Best Columnist

Jonetta Rose Barras (Photograph by Darrow Montgomery)

Best: Marc Fisher, Washington Post

Second-Best: Jonetta Rose Barras, Examiner

The second-best columnist in town is Jonetta Rose Barras. If you don’t recognize that byline, you don’t know much about D.C. politics. Barras has been exposing the wasteful and hypocritical ways of local politicians in this town since 1982. Her reporting and often-ranty opinion pieces run in the Examiner, and she also tees off on her very own

Barras has a lot of “formers” in her bio. Former Washington Afro American reporter; former Washington Times reporter; former Washington City Paper reporter; former political analyst for WAMU-FM’s D.C. Politics Hour with Kojo and Jonetta. Upon her dismissal from that last gig, Barras spat fire in an interview with this publication. “They changed the name of the show and scope of the show and then were pissed off because I was asking for more money,” said Barras, who also alleged discrimination.

Classic Jonetta Rose Barras there. At a time when everyone, led by this city’s mayor, is competing to produce sound bites culled from the PR professional’s handbook, Barras brings a refreshing ready-fire-aim approach to her job. She loves to tell the truth the way she sees it, even if the way she sees it is a touch baffling.

On that front, there is a paper trail. Barras’ Examiner Barras’ Examiner columns sometimes come off as five separate blog rants. Example: A few months ago, Barras wrote a column that started like this:

“For days now, the Rev. Jesse Jackson has been running around in your head—figuratively speaking. Couplets fall from your lips and you repeat, like a mantra, ‘Keep hope alive.’

Is something seriously wrong with you? Everyone else is suffering Obamania while you’ve developed Jackson-itis.”

That was a lead-up to a discussion of committee assignments on the D.C. Council.

Oh, well—if Barras sometimes comes off as a bit off, that’s not always a bad thing. Because we don’t want our newspaper columnists to be level-headed, hunky-dory types. We want them to be hopped up on anger and prone to crusades. By this standard, Barras qualifies quite nicely, especially when it comes to the D.C. Department of Parks and Recreation (DPR).

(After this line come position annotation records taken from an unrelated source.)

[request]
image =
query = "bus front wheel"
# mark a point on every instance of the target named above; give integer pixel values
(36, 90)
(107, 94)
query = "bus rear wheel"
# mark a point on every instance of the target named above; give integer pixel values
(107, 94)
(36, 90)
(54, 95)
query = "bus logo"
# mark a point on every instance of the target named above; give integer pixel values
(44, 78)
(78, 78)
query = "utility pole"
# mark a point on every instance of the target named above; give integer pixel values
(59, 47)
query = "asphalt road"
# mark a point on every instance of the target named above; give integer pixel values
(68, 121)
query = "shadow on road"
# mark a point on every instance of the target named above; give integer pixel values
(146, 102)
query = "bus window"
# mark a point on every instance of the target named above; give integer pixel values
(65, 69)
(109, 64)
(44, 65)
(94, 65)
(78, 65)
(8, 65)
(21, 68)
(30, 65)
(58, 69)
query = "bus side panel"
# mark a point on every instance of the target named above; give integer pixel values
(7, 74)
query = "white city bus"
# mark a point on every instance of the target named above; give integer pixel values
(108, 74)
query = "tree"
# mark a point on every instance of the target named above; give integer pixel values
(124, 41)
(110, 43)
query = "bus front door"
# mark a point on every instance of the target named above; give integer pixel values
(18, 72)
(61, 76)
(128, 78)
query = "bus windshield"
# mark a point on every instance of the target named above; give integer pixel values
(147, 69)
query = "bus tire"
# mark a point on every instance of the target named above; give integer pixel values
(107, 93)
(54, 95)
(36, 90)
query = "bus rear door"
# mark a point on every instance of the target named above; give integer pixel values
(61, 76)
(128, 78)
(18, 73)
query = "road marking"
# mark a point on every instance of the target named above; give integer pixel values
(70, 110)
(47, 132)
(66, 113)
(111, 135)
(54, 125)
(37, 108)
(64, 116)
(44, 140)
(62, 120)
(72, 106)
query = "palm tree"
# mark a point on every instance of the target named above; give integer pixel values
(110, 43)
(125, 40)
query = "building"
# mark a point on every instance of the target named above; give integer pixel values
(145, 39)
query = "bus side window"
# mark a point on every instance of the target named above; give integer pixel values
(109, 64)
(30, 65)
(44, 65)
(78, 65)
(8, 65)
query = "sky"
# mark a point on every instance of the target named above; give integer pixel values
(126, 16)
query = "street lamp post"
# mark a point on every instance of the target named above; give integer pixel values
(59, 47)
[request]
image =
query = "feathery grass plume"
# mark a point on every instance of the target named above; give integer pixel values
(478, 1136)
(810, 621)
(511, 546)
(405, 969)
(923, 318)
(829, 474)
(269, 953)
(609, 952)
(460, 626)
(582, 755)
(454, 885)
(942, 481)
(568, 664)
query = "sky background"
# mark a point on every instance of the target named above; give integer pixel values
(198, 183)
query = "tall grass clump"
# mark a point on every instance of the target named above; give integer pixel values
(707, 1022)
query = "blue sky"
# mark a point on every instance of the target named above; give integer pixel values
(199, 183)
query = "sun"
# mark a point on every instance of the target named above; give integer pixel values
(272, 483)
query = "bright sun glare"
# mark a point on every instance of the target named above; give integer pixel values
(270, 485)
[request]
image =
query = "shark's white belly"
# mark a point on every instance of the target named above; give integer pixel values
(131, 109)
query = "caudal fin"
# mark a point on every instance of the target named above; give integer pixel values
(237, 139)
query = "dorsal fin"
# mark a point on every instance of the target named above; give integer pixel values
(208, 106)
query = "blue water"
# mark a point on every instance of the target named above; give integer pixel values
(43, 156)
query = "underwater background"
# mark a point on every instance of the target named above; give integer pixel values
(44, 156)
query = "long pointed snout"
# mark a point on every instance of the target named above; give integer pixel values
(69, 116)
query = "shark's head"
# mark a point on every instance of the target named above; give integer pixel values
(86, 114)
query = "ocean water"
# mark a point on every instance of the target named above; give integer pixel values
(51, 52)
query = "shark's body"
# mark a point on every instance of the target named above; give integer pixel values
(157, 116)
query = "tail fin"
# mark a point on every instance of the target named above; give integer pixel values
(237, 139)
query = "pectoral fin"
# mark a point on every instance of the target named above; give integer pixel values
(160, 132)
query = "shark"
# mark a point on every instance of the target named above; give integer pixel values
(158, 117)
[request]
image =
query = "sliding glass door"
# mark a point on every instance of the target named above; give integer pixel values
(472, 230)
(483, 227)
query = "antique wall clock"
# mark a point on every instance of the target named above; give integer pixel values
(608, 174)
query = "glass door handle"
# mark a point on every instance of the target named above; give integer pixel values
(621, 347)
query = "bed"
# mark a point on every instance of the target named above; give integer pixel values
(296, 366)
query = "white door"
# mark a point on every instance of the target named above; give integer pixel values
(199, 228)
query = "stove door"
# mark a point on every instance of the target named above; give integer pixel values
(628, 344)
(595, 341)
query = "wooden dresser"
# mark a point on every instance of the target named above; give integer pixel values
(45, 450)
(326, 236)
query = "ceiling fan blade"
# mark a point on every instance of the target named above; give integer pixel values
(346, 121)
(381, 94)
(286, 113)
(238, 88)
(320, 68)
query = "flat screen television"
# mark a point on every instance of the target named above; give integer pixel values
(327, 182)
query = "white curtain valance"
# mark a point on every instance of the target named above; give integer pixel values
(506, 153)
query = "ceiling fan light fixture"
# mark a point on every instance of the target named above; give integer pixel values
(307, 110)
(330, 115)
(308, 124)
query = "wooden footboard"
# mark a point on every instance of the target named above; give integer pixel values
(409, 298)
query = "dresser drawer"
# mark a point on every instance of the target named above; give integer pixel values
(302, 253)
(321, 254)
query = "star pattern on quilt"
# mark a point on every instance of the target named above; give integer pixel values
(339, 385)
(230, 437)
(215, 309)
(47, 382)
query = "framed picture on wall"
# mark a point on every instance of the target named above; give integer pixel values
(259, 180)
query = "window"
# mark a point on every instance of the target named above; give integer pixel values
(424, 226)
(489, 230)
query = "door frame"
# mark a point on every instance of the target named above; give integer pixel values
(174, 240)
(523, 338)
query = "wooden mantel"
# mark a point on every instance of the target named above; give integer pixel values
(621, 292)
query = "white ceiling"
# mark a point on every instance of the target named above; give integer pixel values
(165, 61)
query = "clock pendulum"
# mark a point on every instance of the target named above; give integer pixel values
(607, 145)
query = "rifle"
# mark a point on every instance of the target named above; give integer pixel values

No municipal agency in the country, it is fair to suppose, gets drilled by a single columnist the way DPR gets it from Barras. She is all over their Web site, in their operating and capital budgets, on their salaries, up their annual reports, all over everything. If a toilet overflows at a neighborhood rec center, Barras has got the scoop.

Take this lead graph from an October 2007 Barras column: “The Department of Parks and Recreation (DPR) can barely maintain its facilities and fields; it can barely finance decent and exciting programs for youth and adults; and it’s so short of staff that it does an absolutely lousy job of overseeing independent contractors and consultants. Yet, it’s poised to construct at $80,000 each dog parks throughout the city for people too lazy to exercise their animals and for dog-walking companies exploiting this laziness. Further, it will be forced to monitor use at each site.”

There you have it—accountability reporting and resentment toward yuppies in the same breath.

One of Barras’ obsessions is well-paid civil servants. Years back, she reported that a staffer at DPR had inflated her résumé en route to a six-figure salary. She got the relevant documents and let the story fly. The staffer was fired and in 2007 sued Barras, among others, for the damages. The suit was dismissed earlier this year.

“I do become slightly obsessed with waste and fraud,” says Barras. “I do believe that government, even a small, lean government, has an important role to play in advancing a community. That’s where I’m coming from.”

If not for oddballs like Barras, the Washington Post’s Colbert I. King, and DC Watch’s Dorothy Brizill, local government could operate in a much larger comfort zone. Beat reporters at the Post, the Examiner, and this publication, among others, have never had the time to dig deep on every city agency. And their numbers are shrinking, too. At some point soon, the mayor and schools chancellor could become be the only figures getting regular coverage from the media.

Good thing that Barras will still be on DPR.